Tak terasa bahwa penulis telah tiba pada akhir tahun pelayanan di triwulan keempat.Ada begitu banyak suka duka dan pelajaran yang didapat oleh penulis dalam rangka pembentuk mental, spiritual bahkan kesiapan diri untuk menjadi seorang hamba Tuhan.
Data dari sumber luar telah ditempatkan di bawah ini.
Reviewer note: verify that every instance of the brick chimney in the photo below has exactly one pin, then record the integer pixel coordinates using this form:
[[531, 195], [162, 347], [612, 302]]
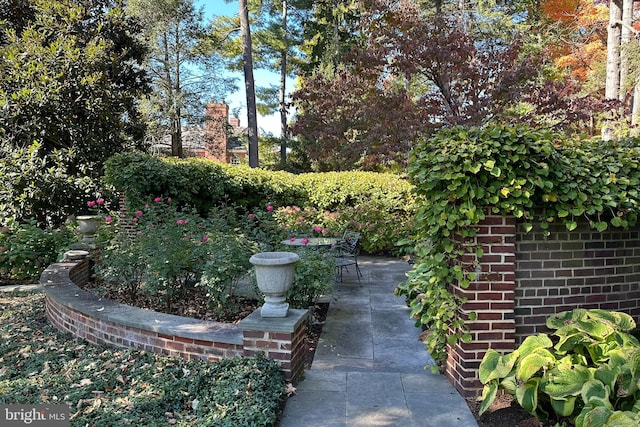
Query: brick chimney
[[215, 130]]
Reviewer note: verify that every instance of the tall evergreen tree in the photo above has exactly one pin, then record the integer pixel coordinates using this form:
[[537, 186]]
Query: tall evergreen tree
[[184, 75]]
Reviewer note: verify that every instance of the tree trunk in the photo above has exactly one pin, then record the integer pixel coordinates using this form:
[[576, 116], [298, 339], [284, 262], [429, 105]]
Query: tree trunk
[[252, 121], [283, 87], [625, 38], [612, 86]]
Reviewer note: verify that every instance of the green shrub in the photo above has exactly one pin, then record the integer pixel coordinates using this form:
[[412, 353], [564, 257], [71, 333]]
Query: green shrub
[[313, 277], [26, 249], [36, 183], [590, 376], [228, 261], [537, 176], [380, 206]]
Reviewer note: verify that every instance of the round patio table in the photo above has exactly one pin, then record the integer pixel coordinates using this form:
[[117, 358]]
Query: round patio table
[[316, 242]]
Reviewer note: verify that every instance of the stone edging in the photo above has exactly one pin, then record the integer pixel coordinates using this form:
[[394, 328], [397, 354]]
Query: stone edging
[[103, 321]]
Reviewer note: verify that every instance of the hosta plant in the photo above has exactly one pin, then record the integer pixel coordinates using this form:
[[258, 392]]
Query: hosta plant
[[588, 374]]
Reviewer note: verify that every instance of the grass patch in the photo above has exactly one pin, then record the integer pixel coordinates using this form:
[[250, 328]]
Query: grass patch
[[108, 386]]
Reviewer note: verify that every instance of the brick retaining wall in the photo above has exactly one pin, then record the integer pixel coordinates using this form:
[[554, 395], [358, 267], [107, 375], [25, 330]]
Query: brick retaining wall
[[101, 321], [525, 277]]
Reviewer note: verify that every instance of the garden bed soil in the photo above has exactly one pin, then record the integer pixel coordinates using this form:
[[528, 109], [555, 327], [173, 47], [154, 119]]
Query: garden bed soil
[[504, 412]]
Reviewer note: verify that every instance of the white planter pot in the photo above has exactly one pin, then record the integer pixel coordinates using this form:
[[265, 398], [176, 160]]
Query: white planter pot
[[274, 274]]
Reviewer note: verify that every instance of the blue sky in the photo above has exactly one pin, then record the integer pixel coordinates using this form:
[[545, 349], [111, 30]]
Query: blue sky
[[267, 124]]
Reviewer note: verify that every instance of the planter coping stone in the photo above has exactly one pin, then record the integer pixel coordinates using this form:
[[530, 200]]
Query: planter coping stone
[[289, 324]]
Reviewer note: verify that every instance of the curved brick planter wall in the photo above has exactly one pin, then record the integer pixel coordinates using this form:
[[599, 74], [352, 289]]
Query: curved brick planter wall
[[101, 321], [525, 277]]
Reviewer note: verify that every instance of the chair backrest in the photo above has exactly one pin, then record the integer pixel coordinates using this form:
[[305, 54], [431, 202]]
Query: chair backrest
[[351, 243], [351, 236], [298, 234]]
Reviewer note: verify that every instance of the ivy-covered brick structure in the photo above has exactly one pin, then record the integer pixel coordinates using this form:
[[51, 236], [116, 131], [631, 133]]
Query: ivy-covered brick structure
[[513, 225]]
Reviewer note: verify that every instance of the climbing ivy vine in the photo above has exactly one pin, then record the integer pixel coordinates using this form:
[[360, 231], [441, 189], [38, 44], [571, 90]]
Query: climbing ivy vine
[[537, 176]]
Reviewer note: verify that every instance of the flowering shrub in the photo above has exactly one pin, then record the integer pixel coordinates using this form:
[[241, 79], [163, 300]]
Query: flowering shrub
[[226, 264], [313, 277], [262, 227]]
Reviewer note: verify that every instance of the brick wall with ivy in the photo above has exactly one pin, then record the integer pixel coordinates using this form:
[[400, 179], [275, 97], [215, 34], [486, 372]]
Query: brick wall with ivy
[[522, 278]]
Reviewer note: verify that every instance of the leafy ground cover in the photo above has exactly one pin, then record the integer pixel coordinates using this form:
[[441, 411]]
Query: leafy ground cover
[[107, 386]]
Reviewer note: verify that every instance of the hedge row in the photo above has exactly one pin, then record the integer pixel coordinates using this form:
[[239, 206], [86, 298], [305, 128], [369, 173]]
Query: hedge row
[[382, 203]]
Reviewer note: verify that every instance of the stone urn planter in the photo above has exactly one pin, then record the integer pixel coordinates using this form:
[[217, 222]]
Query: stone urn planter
[[274, 274]]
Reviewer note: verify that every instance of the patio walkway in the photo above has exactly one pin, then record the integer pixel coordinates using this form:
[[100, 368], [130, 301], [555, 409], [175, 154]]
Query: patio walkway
[[369, 368]]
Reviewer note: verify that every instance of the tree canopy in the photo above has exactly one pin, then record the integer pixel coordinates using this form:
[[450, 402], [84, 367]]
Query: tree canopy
[[71, 78], [416, 72]]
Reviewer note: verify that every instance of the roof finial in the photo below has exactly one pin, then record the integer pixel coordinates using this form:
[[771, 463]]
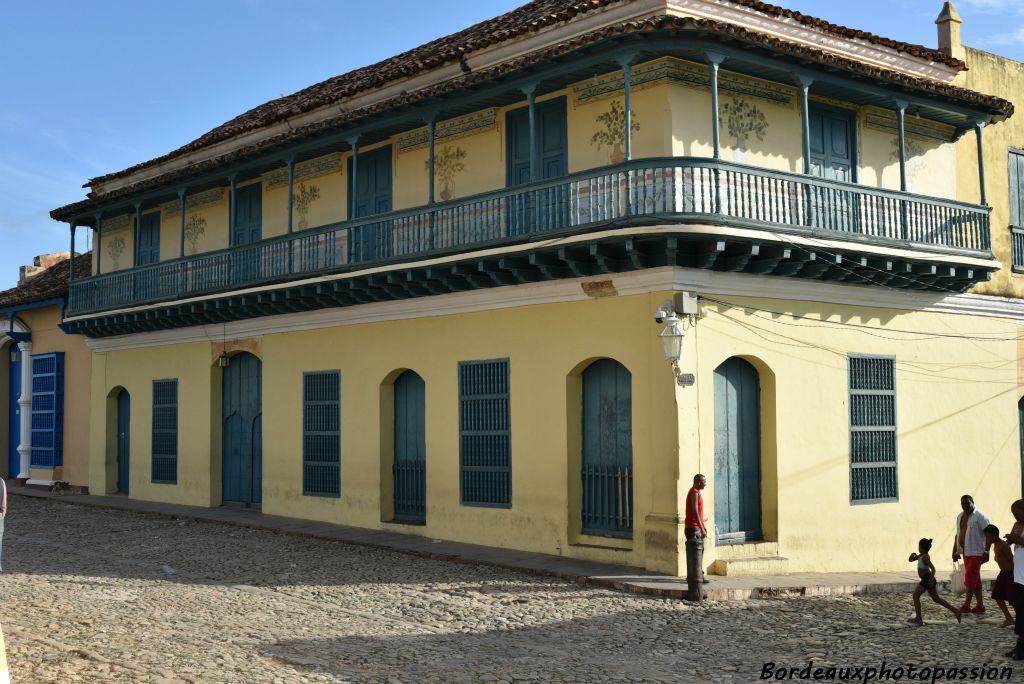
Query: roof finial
[[948, 23]]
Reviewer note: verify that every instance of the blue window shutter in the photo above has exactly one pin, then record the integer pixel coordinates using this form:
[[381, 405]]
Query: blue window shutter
[[165, 431], [484, 437], [872, 429], [47, 410], [322, 433]]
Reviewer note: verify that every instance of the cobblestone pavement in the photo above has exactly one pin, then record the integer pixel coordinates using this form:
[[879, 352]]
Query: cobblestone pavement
[[91, 595]]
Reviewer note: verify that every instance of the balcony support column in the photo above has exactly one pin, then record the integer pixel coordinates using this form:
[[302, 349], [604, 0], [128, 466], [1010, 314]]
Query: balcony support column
[[978, 126], [231, 186], [715, 59], [805, 121], [901, 138], [98, 246], [530, 92], [138, 230], [628, 104], [431, 170], [354, 144], [291, 191], [71, 265], [181, 206], [25, 409]]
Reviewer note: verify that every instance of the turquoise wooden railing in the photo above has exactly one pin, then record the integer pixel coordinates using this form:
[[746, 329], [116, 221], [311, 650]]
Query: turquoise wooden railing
[[670, 189]]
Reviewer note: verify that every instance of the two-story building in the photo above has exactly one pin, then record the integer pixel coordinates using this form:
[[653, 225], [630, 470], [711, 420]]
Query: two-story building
[[421, 296], [45, 378]]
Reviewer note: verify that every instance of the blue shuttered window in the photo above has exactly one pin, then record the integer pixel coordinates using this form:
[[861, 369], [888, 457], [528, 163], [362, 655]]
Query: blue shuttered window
[[322, 433], [1017, 208], [165, 431], [484, 440], [47, 410], [872, 429]]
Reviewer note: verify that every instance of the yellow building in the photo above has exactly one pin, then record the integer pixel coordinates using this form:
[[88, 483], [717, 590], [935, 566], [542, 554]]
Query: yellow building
[[45, 379], [431, 295]]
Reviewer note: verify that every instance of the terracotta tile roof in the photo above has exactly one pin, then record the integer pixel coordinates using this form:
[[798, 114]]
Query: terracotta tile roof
[[50, 284], [529, 17], [421, 58]]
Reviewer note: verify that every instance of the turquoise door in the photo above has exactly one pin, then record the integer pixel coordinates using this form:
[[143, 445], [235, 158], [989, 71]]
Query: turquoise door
[[247, 228], [544, 208], [1020, 415], [607, 450], [13, 411], [243, 433], [373, 196], [737, 452], [124, 439], [147, 250], [833, 157], [832, 142], [410, 449]]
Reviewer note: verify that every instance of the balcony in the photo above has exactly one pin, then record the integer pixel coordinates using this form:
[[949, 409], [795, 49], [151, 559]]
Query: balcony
[[650, 191]]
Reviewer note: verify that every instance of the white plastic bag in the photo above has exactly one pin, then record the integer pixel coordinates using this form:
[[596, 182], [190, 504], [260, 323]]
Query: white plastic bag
[[956, 579]]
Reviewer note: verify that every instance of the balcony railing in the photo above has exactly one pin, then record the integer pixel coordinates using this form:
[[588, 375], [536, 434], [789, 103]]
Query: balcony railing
[[666, 189]]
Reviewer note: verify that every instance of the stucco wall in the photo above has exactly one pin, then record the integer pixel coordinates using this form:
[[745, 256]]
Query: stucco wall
[[1004, 77], [956, 421], [46, 337]]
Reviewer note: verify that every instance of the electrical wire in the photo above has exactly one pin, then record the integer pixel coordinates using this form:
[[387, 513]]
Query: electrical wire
[[867, 330]]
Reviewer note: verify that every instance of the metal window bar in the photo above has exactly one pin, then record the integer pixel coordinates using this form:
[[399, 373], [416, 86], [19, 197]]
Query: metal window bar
[[322, 433], [484, 436], [165, 432], [872, 429]]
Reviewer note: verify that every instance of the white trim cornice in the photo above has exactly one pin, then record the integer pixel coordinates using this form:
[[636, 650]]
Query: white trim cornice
[[793, 31], [636, 283]]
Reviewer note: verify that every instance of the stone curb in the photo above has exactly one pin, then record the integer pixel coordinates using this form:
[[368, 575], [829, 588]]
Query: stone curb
[[640, 587]]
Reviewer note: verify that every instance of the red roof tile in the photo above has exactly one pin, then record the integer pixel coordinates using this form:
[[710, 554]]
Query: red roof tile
[[50, 284], [528, 17]]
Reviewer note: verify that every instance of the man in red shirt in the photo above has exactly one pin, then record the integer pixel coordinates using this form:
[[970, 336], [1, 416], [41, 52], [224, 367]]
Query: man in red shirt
[[695, 532]]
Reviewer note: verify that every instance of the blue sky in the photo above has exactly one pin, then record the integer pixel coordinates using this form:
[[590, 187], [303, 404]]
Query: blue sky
[[88, 88]]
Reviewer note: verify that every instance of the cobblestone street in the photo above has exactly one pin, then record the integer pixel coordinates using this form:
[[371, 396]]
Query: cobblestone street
[[93, 595]]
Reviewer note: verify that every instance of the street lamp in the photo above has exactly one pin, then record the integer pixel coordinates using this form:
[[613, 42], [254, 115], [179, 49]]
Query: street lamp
[[672, 340]]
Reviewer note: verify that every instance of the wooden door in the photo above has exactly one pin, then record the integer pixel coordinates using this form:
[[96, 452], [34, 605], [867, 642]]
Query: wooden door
[[737, 452], [147, 250], [373, 196], [124, 439], [410, 449], [242, 455], [607, 450], [13, 411]]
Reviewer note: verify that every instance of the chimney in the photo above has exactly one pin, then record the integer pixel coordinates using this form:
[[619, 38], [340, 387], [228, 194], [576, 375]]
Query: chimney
[[948, 23]]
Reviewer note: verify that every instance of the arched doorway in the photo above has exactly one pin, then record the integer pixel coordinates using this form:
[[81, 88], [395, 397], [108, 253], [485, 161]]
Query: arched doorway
[[607, 450], [13, 410], [737, 453], [243, 431], [124, 439], [410, 468]]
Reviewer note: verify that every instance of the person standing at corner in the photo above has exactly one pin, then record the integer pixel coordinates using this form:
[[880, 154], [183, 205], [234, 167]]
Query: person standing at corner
[[970, 541], [695, 531], [1016, 537], [3, 515]]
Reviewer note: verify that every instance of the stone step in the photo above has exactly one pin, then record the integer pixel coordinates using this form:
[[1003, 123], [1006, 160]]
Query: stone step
[[735, 567], [747, 550]]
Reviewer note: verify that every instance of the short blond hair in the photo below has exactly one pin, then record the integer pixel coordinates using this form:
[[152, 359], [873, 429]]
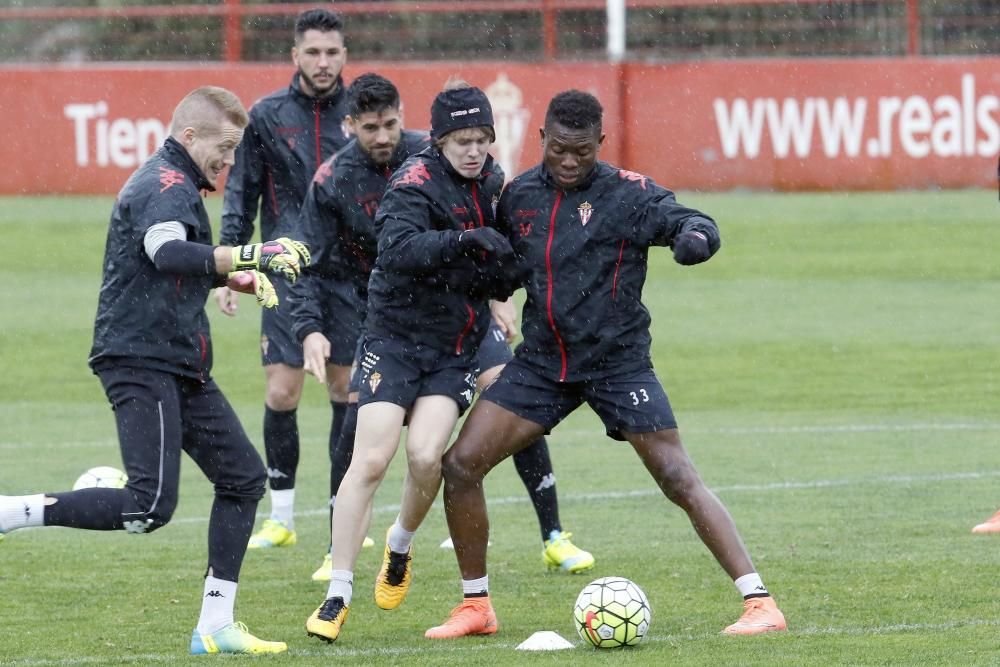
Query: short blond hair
[[206, 108]]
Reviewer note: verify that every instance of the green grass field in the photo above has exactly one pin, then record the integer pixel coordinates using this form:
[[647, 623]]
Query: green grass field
[[835, 370]]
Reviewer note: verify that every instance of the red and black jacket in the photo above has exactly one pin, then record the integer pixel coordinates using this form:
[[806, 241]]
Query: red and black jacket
[[337, 223], [289, 136], [582, 256], [145, 317], [421, 289]]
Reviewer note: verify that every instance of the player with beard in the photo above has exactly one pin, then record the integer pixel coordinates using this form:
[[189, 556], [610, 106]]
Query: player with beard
[[329, 300], [291, 133]]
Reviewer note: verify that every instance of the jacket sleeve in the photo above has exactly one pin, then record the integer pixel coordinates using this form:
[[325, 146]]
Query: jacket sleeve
[[660, 218], [243, 190], [407, 241], [317, 226]]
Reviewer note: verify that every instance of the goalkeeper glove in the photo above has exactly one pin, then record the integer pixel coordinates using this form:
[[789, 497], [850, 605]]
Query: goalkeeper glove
[[256, 283], [691, 248], [283, 257]]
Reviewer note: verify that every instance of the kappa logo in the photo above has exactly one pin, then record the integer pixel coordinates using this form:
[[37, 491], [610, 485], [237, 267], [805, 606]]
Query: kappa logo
[[170, 178], [627, 175], [416, 174], [324, 172], [136, 527]]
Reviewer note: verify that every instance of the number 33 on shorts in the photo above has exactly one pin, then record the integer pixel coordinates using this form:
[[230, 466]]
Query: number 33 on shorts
[[638, 397]]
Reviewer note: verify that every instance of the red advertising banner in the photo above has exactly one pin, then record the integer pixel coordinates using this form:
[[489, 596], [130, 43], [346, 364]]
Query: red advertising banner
[[874, 124], [84, 130], [816, 124]]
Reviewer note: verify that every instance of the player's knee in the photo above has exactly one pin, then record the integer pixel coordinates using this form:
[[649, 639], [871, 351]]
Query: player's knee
[[148, 513], [460, 469], [424, 465]]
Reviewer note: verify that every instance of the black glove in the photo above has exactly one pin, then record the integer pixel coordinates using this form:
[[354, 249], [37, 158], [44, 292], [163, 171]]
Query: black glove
[[484, 239], [691, 248]]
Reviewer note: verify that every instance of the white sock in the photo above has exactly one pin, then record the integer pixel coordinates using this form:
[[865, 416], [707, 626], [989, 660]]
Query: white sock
[[21, 512], [476, 586], [399, 539], [216, 605], [751, 584], [341, 585], [282, 507]]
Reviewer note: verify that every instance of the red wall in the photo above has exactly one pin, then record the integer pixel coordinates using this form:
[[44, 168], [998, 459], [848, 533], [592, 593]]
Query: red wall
[[903, 123]]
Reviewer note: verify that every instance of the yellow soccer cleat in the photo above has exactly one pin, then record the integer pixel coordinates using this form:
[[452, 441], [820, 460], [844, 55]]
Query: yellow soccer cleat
[[561, 554], [273, 533], [234, 638], [759, 615], [327, 621], [393, 580]]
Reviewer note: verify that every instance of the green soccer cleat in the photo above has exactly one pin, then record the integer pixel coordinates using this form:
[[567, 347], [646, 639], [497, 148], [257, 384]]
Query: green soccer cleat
[[561, 554], [273, 533], [234, 638]]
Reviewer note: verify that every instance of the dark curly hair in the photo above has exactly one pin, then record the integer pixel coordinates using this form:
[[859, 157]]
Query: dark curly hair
[[575, 109], [317, 19], [371, 92]]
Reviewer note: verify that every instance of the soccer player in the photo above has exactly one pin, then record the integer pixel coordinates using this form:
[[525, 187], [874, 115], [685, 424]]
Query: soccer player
[[581, 230], [328, 301], [152, 352], [291, 132], [437, 263]]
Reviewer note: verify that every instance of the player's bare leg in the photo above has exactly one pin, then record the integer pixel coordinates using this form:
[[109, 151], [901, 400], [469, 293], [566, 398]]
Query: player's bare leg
[[379, 428], [432, 420], [490, 435], [667, 461]]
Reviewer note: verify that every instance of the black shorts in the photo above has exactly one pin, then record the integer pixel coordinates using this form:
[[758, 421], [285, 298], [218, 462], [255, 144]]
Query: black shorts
[[633, 403], [399, 372], [278, 345], [494, 350], [343, 317]]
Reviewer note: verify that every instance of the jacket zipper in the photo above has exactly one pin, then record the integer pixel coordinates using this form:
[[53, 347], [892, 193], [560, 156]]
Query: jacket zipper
[[618, 266], [551, 279]]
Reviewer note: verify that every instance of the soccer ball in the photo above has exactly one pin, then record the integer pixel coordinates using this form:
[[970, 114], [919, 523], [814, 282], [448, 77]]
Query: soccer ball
[[101, 477], [612, 612]]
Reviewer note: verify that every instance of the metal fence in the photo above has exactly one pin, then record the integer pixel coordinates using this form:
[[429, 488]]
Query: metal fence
[[48, 31]]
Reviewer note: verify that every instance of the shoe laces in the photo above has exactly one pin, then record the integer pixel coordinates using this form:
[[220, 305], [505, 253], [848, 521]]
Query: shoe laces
[[396, 570], [754, 608], [330, 608], [468, 604]]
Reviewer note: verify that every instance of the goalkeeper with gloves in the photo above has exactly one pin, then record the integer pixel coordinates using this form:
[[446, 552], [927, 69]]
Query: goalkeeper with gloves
[[152, 352]]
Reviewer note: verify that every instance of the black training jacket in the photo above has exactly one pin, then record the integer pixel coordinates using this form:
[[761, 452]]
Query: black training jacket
[[583, 256], [289, 136], [144, 317], [421, 290], [337, 222]]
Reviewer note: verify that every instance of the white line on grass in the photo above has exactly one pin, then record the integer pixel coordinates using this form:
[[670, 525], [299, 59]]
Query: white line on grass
[[734, 430], [443, 648]]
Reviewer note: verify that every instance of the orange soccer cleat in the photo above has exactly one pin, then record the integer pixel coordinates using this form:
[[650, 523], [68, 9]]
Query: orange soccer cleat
[[475, 616], [991, 525], [759, 615]]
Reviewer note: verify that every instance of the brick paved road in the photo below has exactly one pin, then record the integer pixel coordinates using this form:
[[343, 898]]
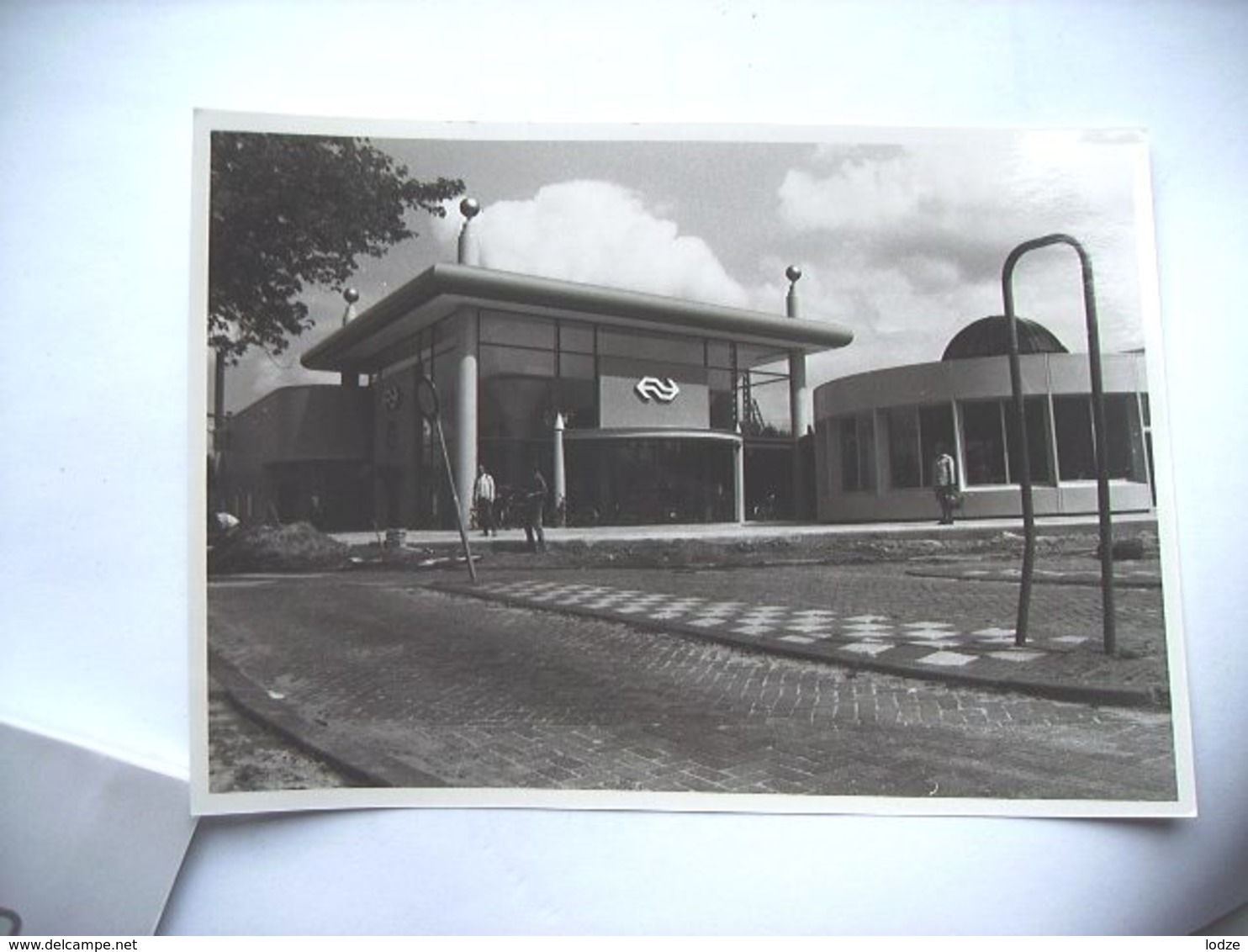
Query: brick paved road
[[482, 695]]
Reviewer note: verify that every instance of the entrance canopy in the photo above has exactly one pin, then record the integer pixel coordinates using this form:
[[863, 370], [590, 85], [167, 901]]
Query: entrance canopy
[[371, 342]]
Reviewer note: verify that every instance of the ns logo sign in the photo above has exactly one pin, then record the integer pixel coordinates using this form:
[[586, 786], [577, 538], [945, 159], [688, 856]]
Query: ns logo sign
[[652, 389]]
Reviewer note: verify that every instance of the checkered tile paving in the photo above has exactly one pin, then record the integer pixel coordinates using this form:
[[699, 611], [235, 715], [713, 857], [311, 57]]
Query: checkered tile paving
[[930, 643]]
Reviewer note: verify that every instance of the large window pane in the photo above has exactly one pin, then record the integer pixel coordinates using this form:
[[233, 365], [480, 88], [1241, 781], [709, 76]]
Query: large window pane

Maka dengan tulus penulis mengucapkan banyak terimaKasihh kepada pendeta (Mentor) di Jemaat GPI Papua Betseaan Po-Epe, klasis Okaba, Kab. Merauke, Pdt. Lusia. L.Yapno, S.Th beserta suami (Bpk. Yeheskel. T) dan adik adik terKasihh Nesia, T, dan Refan, T. Juga kepada para Majelis Jemaat GPI Papua Betseaan Po-Epe, klasis Okaba, Kab. Merauke yang selalu menegur, menasehati, memberi masukkan dan pendapat kepada penulis dalam proses pembelajaran masa vikariat terlebih kusus badan pekerja klasis GPI papua Okaba priode 2013-2018
sebab lewat realita kepemimpinan dan pelayanan di klasis ini menjadikan pelajaran berharga untuk penulis bahwa sesungguhnya jangan menyerah dengan situasi, kondisi, toleransi, pantauan dan jangkauan. Untuk semuanya itu, penulis ucapkan terimaKasihh yang tak terhingga.Kiranya Tuhan Yesus Kristus Kepala Gereja dan Persekutuan ini memberkati dan melayakan kita semua untuk terus ada dalam pelayanan bersama.Amin.
“Menjadi pelayan yang provisional baik dalam mengemban Tugas dan tanggung jawab sangatlah membutuhkan komitmen, kerja keras, dan lebih utama sikap pengendalian diri. Terkadang situasi inilah yang menjadi factor utama dalam menentukan karakter dari pada pelayan” (pendeta nantinya).
         Inilah steakmen yang sering di kemukakan oleh pendeta mentor, majelis jemaat, dan juga umat dalam bentuk nasehat kepada calon pendeta dalam hal ini vikaris. Seolah memaksakan kehendak mereka untuk membentuk karakter calon pelayan (vikaris) tersebut sesuai kehendak mereka, dan bukan kehendak Tuhan. Mengapa dikatakan demikian? Bagi penulis masukan apapun itu, entah dalam bentuk nasehat, teguran, pembinaan. semua itu akan berguna ketika kita menyadari siapa kita sebenarnya sehingga nasehat ataupun masukan serta saran yang kita berikan tidak di nilai menjastis, mendiskrit orang yang ingin kita bentuk. Sebab terkadang kita mengabaikan waktu dan pembentukan serta proses yang di ijinkan Tuhan terjadi dalam kehidupan manusia. “Predestinasi” kehendak bebas Allah dalam membentuk,dan menentukan nasib seseorang, nasib bangsa dan Negara serta semua makluk hidup di dunia ini. Sehingga klasifikasi usia, waktu kematangan seseorang dalam hal menjalankan pelayanan sangatlah di pandang perlu dipertimbangkan.
Situasi, kondisi, toleransi, pantauan serta jangkauan merupakan hal yang mestinya di pikirkan oleh seorang pimpinan jika ingin dinilai sebagai sosok yang provisional.

Moto : “Semua Yang Ku mIliki Itu Milik Mu Tuhan”.